Знакомый сумрачный коридор, выложенный плиткой, привёл нас на кухню. За столом с чашкой чая сидела высокая тощая девушка с короткой стрижкой, вся в чёрном. Когда мы вошли, она резко вскинула голову и издала невнятный возглас.
— Привет, Кара, — сказала я, вошла и села напротив. Елена тоже зашла, с интересом оглядываясь. В коридоре о чём-то весело трындел на турецком Али, Ёзге пыталась, кажется, его заткнуть, но не преуспевала.
— А где Акса?
— Где-где, плавает в пруде, — раздалось из коридора. Я обернулась. Ещё одна длинная девица стояла, подпирая косяк и сунув руки в карманы джинсов, но у этой волосы были ниже плеч, а одежда пёстрая. Наши взгляды встретились и Акса на хорошем русском языке почти без акцента сказала:
— Моя сестра всё ещё заикается. И ты ей по-прежнему не нравишься.
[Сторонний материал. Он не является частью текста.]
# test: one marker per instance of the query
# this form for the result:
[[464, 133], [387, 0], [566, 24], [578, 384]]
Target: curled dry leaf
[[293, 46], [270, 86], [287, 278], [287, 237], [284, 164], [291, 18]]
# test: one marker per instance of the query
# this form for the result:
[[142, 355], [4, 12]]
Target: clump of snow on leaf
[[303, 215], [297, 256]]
Стыдно признаваться, но меня это задело. И я сказала на своём бодром лоскутно-штопанном английском:
— Зато ты, как я вижу, болтаешь за двоих. Как и раньше. Милая майка, кстати!
Акса оттолкнулась плечом от косяка, прошла мимо нас в дальнюю часть кухни, к плите мойке. Щёлкнула электрическим чайником, вытащила из шкафа над мойкой разноцветные керамические чашки.
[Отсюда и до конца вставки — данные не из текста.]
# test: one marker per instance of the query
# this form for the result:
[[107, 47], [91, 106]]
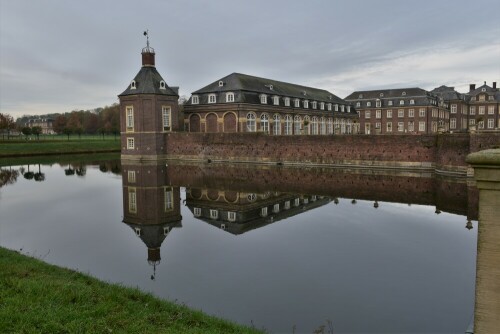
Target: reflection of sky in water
[[397, 268]]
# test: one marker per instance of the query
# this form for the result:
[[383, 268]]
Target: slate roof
[[247, 84], [148, 82]]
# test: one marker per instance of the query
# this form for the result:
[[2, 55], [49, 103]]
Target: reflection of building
[[150, 206], [239, 212], [244, 103]]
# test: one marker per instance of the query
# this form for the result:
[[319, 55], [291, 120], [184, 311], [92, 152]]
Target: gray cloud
[[56, 56]]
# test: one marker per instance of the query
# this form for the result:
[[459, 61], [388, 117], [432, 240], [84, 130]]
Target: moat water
[[361, 252]]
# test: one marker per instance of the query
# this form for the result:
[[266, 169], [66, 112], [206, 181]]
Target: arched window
[[264, 123], [277, 124], [297, 121], [314, 124], [330, 126], [288, 125], [322, 126], [250, 122]]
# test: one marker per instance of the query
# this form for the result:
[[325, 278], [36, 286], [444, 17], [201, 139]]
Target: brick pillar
[[487, 307]]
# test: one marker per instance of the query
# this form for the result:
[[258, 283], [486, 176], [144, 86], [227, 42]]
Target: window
[[131, 176], [314, 125], [166, 118], [491, 123], [169, 199], [130, 118], [132, 200], [297, 124], [263, 212], [214, 214], [288, 125], [264, 123], [276, 208], [130, 143], [277, 124], [250, 122], [421, 126]]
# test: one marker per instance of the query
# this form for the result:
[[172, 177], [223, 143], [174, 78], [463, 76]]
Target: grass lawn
[[49, 145], [39, 298]]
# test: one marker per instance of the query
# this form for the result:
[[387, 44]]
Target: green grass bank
[[54, 145], [36, 297]]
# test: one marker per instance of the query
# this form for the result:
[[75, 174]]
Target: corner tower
[[148, 111]]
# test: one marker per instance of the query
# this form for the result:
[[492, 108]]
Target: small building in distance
[[244, 103], [45, 123], [400, 111]]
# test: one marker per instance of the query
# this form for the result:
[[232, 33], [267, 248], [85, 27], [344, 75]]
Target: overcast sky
[[58, 55]]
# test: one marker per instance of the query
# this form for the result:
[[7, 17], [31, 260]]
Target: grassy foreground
[[17, 148], [36, 297]]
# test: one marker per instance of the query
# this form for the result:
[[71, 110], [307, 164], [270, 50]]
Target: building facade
[[400, 111], [244, 103]]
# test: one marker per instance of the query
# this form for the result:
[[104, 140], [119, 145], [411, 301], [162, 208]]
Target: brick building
[[244, 103], [399, 111]]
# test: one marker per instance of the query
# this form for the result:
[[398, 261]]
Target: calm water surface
[[365, 266]]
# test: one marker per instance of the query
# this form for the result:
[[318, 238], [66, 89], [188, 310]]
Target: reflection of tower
[[151, 207], [148, 111]]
— Девочка, ты с ума сошла? — спросила Елена злобно, — Или ты смерти моей хочешь? Какой чай, нахер, в такую жару?
Акса повернулась к холодильнику, вытащила большую бутылку колы и, подцепив с сушилки пару стаканов, принесла все на стол. Бухнула бутылку перед Еленой и с издёвкой сказала:
— Жирным всегда жарко! Не представляю, как ты тут летом-то, бедная.
— Ах ты мелкая… — начала Елена, но тут на пороге показалась Ёзге. Я вскочила, свернула бутылке с колой крышечку и триумфально облилась с головы до ног.
Все четверо уставились на меня с одинаковым выражением брезгливого недоумения.
— Прошу прощения, — сказала я, налила себе полстакана колы и выпила залпом. Пузырьки тут же шибанули в нос, так что я зажмурилась и несколько секунд пережидала. Мокрые пятна на футболке тут же начали испаряться, и это было даже приятно.
Я открыла глаза и сказала:
— Надо поговорить.
Ёзге покачала головой, повернулась и что-то быстро сказала Аксе по-турецки. Я вопросительно взглянула на Елену.
— Да ничего такого, — Елена пожала плечами, — велела ей стаканы на всех достать. Реально же невозможно сейчас чай пить!
Наконец, стаканы выстроились на столе, а мы все уселись вокруг. Надо было начать разговор, но на всех четверых нашла какая-то дурацкая нерешительность. Мы смотрели друг на друга, косясь вправо и влево, хватаясь каждая за свой стакан, облизывая губы и нервно сглатывая. Кто-то должен был начать, и, боже мой, можно это буду не я. Наконец, Ёзге решилась:
— Ну, что же. Я так понимаю, произошло нечто особенное, раз вы решили прийти ко мне. — Она посмотрела мне в глаза, и мне захотелось спрятаться. — Из того, что Елена рассказала, я ничего не поняла. Какая-то новая толкачка у вас в городе? При чём тут Соня? При чём тут мы?
Охохо. Вот тут мне придётся-таки рассказывать. Ну ладно.
— Я случайно узнала кое-что про Соню, — говорю я осторожно. Что-то, наверное, известно им самим, вопрос — что. — Так получилось, что она меня… не чует? Не знаю, как сказать. Когда я прыгаю, она об этом знает. А вот когда я рядом нахожусь — нет. Я немного за ней понаблюдала. Поковырялась в сети, поискала людей, которые с ней связаны. Нашла кое-кого…
— Кого? — быстро спросила Ёзге. Елена пока что молча слушала.
— Женщина одна… была, — мне очень не хотелось вдаваться. Но придётся. — Так получилось, что у моей бабушки была старая подруга, Нора Витальевна. И в прямом и в переносном смысле старая. Она была толкачка, но слабая, и никогда не использовала… ну, только в демонстрационных целях. Она Соне приходится вроде бы наставницей. Или у них была одна общая наставница… Это… мне бы и в голову не пришло. Наших же довольно мало, на самом деле. В миллионном городе сейчас всего пятеро, ещё столько же разъехались в последние годы. Но получается, что мы как бы всегда где-то поблизости.